Jordan openly discusses his struggles with racism and how his eyes were truly opened to it after viewing the popular and historical ’70s TV miniseries “Roots.”  Watching Alex Haley‘s critically acclaimed miniseries offered Jordan a true depiction of historical Black/White relations.  Jordan also blames racism for all of his familial financial ails as they struggled through its effects trying to stay afloat.

It was, however, Jordan’s mom, whom he credits for helping him put his racial bias aside — and not to be consumed by it.

In 1977, Jordan recalled a racial incident, where he was suspended from school after a girl called him the N-word. The six-time NBA champion and five-time NBA MVP candidly admitted in the book, “I threw a soda at her. I was really rebelling. I considered myself a racist at the time. Basically, I was against all White people.”

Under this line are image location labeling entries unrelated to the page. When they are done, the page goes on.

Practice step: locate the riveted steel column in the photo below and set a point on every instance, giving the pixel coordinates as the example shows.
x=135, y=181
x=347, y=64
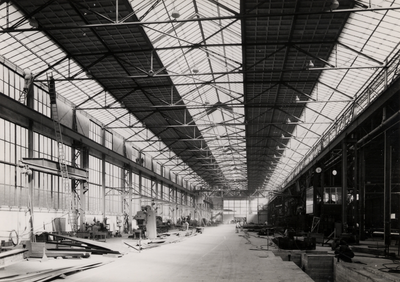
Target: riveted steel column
x=387, y=187
x=344, y=186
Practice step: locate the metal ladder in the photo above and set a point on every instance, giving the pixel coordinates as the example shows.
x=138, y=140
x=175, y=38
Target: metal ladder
x=72, y=215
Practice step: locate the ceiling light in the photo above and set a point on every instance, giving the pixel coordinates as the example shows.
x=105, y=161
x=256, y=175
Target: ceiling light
x=33, y=22
x=334, y=5
x=175, y=14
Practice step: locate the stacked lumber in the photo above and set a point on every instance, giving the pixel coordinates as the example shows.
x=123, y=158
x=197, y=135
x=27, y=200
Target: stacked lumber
x=48, y=274
x=62, y=243
x=11, y=256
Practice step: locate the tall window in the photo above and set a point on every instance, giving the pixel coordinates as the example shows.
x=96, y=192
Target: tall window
x=13, y=147
x=113, y=197
x=108, y=139
x=94, y=195
x=95, y=132
x=41, y=101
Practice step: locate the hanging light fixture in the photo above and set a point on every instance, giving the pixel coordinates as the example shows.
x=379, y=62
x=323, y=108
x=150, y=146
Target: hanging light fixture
x=175, y=13
x=334, y=5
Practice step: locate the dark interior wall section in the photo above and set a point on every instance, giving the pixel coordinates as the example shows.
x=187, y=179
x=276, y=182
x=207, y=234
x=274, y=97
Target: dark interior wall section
x=82, y=124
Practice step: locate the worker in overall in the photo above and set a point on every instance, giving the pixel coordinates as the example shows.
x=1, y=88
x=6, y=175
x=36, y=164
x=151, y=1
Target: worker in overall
x=343, y=252
x=237, y=226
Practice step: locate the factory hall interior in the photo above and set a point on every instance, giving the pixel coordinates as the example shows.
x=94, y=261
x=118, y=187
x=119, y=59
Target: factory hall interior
x=200, y=140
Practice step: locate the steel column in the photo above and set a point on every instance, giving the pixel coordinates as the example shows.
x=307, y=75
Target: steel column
x=387, y=187
x=344, y=186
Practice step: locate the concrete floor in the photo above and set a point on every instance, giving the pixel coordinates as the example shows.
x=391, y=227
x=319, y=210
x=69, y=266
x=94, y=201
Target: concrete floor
x=219, y=254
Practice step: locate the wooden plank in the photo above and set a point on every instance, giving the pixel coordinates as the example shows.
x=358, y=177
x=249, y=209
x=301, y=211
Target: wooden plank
x=12, y=252
x=80, y=241
x=10, y=259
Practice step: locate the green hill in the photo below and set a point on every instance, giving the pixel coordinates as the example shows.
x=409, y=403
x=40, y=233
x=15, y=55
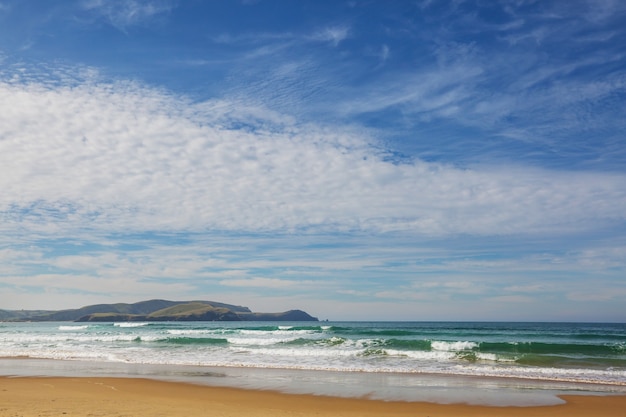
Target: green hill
x=156, y=310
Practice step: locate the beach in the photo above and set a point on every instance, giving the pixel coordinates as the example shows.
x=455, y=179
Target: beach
x=68, y=396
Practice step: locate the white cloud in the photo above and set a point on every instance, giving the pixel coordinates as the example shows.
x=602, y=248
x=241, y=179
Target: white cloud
x=334, y=35
x=126, y=157
x=125, y=13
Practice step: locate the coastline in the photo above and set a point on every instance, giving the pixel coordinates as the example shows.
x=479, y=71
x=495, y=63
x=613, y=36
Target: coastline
x=105, y=396
x=388, y=387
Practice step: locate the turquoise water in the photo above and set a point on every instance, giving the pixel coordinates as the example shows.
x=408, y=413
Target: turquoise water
x=550, y=353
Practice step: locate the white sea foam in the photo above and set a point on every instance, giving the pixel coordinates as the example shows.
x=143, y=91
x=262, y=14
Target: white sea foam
x=453, y=346
x=73, y=328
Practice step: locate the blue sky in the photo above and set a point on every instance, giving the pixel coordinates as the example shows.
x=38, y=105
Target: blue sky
x=422, y=160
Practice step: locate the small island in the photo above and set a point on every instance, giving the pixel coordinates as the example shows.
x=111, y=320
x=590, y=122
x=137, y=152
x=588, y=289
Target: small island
x=156, y=310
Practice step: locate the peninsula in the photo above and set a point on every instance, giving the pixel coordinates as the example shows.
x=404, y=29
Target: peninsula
x=155, y=310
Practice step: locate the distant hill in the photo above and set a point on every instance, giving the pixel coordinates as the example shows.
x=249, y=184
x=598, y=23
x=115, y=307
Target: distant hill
x=156, y=310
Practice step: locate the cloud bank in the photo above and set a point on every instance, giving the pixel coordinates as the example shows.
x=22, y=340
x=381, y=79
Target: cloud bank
x=122, y=156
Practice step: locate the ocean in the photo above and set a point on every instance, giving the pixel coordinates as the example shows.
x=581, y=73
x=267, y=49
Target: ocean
x=501, y=363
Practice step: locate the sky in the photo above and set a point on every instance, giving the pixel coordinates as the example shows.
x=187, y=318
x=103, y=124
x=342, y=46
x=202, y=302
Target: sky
x=359, y=160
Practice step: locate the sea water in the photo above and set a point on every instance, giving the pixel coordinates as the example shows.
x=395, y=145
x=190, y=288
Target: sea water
x=496, y=363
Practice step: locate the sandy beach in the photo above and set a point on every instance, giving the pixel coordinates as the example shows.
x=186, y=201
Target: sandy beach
x=54, y=396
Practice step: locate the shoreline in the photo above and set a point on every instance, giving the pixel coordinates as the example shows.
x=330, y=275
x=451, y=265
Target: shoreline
x=110, y=396
x=386, y=387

The now-loved-by-all sports legend recently offered an opinion on the controversial L.A. Clippers owner Donald Sterling’s racist comments, stating, “As a former player, I’m completely outraged,” Jordan said in a statement. “There is no room in the NBA — or anywhere else — for the kind of racism and hatred that Mr. Sterling allegedly expressed. I am appalled that this type of ignorance still exists within our country and at the highest levels of our sport. In a league where the majority of players are African American, we cannot and must not tolerate discrimination at any level.”